Waterfowl in a Clapnet
The importance of the temple of King Mentuhotep II at Deir el-Bahri is second only to the one of King Djoser's step pyramid complex at Saqqara. Seen from its formal garden in front the monument had the appearance of a stepped structure with two superimposed terraces with colonnades, towered by a central cube-like "primeval hill," on top of which - as some scholars believe, others question - may have been a pyramid. The central "cube" was surrounded on all four sides by pillared halls. Further west, and cut into the rock face, followed an open courtyard and then Egypt's earliest hypostyle hall. At the westernmost end of this hall a niche contained a colossal statue of the king and in front of it screen walls sheltered a small sanctuary with an altar. Reliefs in the hypostyle hall were carved in sandstone, while limestone reliefs decorated the pillared halls around the central "cube" and the upper and lower porticoes. The temple was dedicated to the cult of the deceased Mentuhotep II, the upper Egyptian solar deity Montu-Re and, in its late phase, the newly emerging god Amun-Re.

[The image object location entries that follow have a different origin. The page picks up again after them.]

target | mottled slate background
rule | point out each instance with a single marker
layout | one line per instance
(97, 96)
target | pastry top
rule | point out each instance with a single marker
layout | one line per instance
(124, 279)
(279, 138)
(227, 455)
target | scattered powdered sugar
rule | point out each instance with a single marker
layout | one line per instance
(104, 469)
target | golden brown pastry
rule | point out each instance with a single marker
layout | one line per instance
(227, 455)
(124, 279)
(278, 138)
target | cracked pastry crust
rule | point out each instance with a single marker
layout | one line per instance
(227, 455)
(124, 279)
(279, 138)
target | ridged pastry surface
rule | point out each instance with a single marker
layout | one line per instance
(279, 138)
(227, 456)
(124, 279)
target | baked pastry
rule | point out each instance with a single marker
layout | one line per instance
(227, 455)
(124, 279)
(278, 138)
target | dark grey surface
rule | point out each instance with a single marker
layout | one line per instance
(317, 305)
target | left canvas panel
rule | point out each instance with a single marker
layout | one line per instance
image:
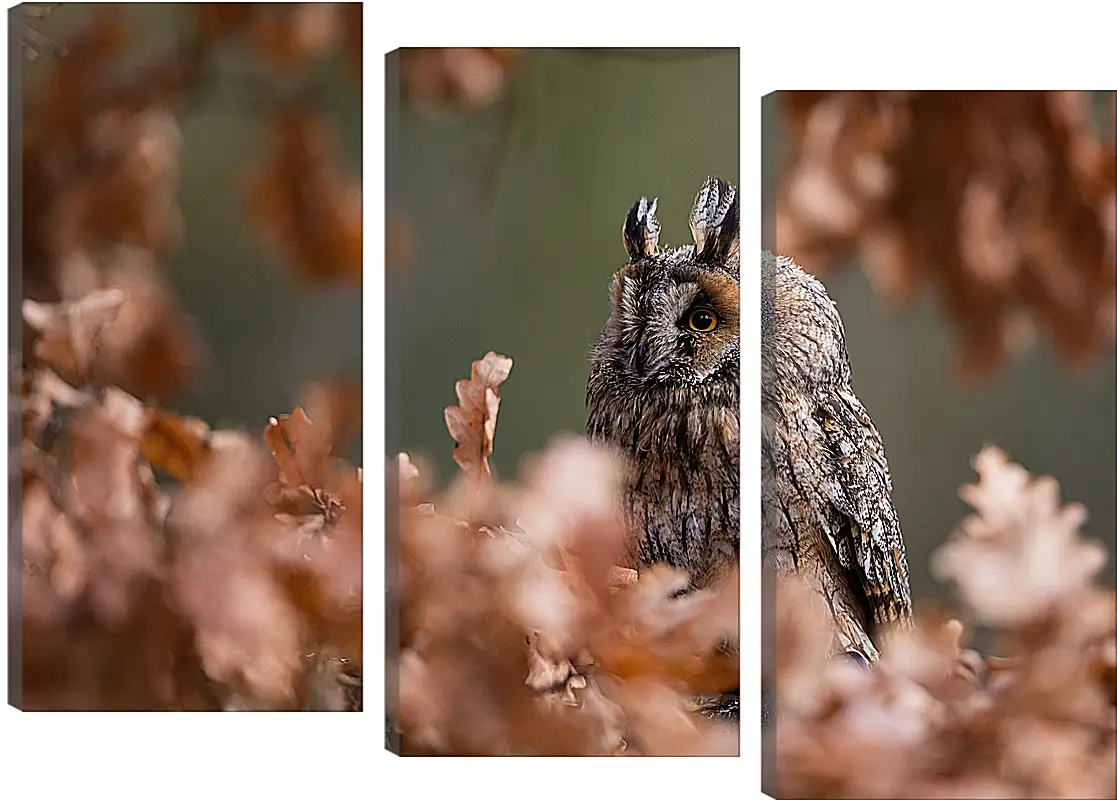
(184, 356)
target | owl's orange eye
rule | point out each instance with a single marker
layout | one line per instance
(702, 320)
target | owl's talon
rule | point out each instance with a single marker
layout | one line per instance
(858, 658)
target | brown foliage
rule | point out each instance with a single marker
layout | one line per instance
(1005, 200)
(208, 596)
(99, 174)
(165, 565)
(432, 78)
(305, 207)
(473, 421)
(517, 632)
(936, 720)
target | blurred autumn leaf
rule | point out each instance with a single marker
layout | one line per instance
(1003, 200)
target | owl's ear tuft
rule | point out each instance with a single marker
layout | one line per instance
(641, 229)
(715, 221)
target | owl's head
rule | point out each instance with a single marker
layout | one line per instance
(675, 316)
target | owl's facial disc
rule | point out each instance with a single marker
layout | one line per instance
(675, 325)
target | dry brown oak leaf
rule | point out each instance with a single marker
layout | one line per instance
(68, 331)
(473, 421)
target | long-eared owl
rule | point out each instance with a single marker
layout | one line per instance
(664, 389)
(827, 505)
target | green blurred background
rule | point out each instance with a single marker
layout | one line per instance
(515, 217)
(1039, 412)
(265, 335)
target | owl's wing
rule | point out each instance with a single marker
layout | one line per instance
(860, 487)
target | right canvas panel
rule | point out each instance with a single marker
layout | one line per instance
(937, 417)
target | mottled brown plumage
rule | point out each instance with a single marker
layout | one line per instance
(827, 493)
(664, 389)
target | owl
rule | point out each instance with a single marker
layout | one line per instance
(827, 508)
(664, 389)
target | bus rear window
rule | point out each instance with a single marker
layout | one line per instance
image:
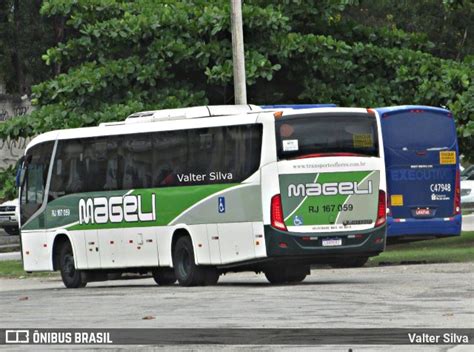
(351, 134)
(417, 131)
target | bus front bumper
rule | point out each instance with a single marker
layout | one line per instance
(424, 227)
(323, 247)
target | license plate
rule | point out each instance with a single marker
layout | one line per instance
(332, 242)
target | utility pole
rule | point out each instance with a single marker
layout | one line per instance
(240, 88)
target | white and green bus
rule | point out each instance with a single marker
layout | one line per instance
(189, 194)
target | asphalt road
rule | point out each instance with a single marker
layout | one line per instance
(416, 296)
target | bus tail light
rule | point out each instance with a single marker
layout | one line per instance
(457, 194)
(276, 215)
(389, 206)
(381, 210)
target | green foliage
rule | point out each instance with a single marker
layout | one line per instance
(122, 56)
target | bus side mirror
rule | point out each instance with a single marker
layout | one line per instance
(20, 172)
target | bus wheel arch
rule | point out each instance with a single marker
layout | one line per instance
(64, 261)
(59, 242)
(187, 272)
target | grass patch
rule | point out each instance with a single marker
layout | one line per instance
(442, 250)
(14, 269)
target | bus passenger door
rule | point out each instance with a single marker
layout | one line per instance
(92, 249)
(140, 247)
(213, 240)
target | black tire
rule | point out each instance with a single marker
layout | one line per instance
(72, 278)
(296, 277)
(164, 277)
(12, 230)
(186, 271)
(356, 262)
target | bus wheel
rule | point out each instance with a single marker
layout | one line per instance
(186, 271)
(164, 277)
(72, 278)
(298, 274)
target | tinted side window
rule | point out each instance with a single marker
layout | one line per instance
(33, 189)
(161, 159)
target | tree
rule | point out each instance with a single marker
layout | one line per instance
(118, 57)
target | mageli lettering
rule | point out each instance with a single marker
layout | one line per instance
(102, 210)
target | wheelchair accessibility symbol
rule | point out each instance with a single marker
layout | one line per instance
(221, 205)
(297, 220)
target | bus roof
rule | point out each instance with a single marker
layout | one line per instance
(298, 106)
(404, 108)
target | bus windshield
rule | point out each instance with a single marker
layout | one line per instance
(418, 131)
(312, 135)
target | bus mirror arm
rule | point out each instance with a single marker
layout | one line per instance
(20, 172)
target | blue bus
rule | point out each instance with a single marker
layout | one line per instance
(422, 168)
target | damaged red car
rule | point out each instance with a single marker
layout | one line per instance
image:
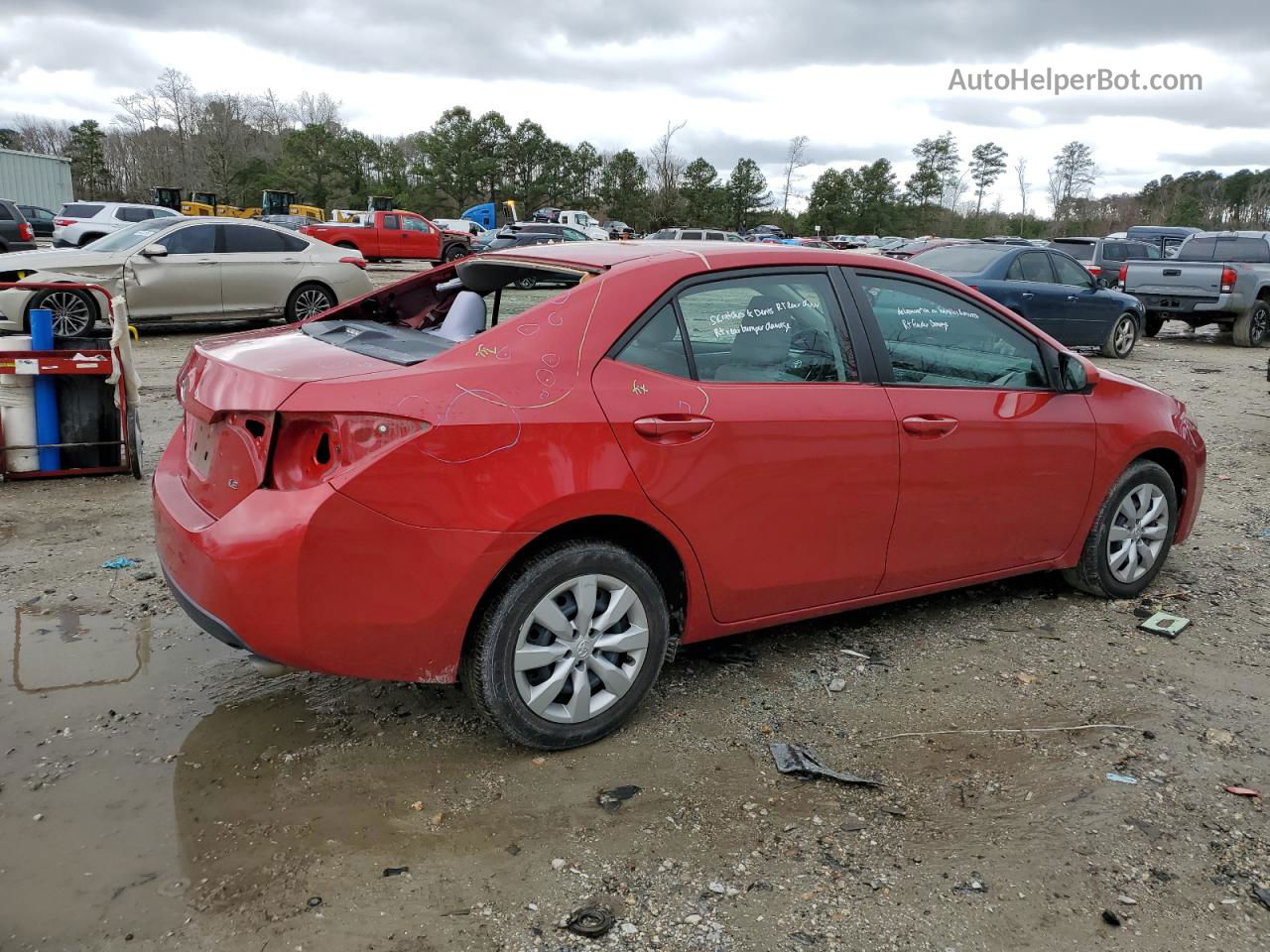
(686, 442)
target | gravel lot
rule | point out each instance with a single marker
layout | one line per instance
(155, 793)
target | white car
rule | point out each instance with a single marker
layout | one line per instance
(472, 227)
(80, 222)
(185, 270)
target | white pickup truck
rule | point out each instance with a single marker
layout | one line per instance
(584, 223)
(1215, 278)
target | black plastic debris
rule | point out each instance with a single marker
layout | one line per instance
(611, 800)
(802, 761)
(589, 921)
(1261, 895)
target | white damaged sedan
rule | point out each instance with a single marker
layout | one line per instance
(185, 270)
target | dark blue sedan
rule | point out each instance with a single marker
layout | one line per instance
(1049, 289)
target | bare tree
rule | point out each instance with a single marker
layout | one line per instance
(795, 159)
(666, 172)
(1024, 185)
(317, 109)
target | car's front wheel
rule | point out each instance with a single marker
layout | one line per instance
(73, 309)
(309, 301)
(1130, 536)
(1121, 338)
(570, 645)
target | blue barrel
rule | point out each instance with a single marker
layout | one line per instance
(48, 426)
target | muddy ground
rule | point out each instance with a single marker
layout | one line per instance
(155, 793)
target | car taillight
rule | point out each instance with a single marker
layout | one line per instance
(312, 448)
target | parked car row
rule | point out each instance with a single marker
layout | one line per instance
(399, 438)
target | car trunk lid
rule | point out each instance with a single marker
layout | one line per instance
(230, 390)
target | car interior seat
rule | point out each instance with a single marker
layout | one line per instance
(465, 318)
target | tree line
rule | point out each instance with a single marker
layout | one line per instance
(172, 135)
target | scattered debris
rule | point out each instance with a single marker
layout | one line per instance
(1164, 624)
(1015, 730)
(802, 761)
(611, 800)
(1261, 895)
(589, 921)
(1243, 791)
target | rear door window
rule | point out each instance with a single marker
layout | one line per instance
(194, 240)
(767, 329)
(79, 211)
(245, 239)
(937, 339)
(1033, 266)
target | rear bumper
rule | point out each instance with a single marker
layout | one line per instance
(313, 579)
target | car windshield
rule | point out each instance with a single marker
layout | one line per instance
(128, 238)
(961, 259)
(1080, 250)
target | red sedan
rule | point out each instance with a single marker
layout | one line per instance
(689, 442)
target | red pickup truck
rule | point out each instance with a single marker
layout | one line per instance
(394, 235)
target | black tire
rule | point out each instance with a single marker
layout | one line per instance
(73, 311)
(488, 667)
(307, 301)
(1252, 326)
(1092, 574)
(1121, 338)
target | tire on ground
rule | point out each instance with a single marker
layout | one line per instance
(1092, 574)
(1252, 326)
(488, 673)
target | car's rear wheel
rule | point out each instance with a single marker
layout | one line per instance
(1252, 326)
(570, 647)
(308, 301)
(73, 311)
(1121, 338)
(1130, 536)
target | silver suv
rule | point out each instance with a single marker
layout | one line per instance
(80, 222)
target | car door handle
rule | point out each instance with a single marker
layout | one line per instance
(930, 426)
(672, 428)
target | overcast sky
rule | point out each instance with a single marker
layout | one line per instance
(860, 79)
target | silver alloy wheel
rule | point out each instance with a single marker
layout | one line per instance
(1124, 334)
(312, 301)
(71, 312)
(580, 649)
(1138, 531)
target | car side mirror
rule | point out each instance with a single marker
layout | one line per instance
(1079, 375)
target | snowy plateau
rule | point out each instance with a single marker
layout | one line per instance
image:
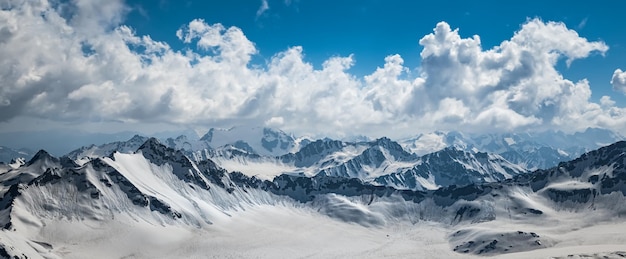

Almost all the relief decorated walls of the Mentuhotep II temple were pulled down during quarrying by late Rameside construction crews searching for reusable stone material. Many blocks, however, got smashed during these activities and thus thousands of fragments survived to be found by the excavators: first Lord Dufferin in 1859-1860, then Edouard Naville working for the British Egypt Exploration Fund in 1903-1907. This fragment must have been part of a large relief depicting birds being caught in a clapnet set by the king's fowlers (see 08.201.1d for a completely preserved depiction of this activity). The scene may have had its place in one of the the upper colonnades of the temple. The mesh of the net appears in yellow white paint against the bodies of the birds whose uniformly brown and yellow coloring is presumably due to repaint in the early Rameside time.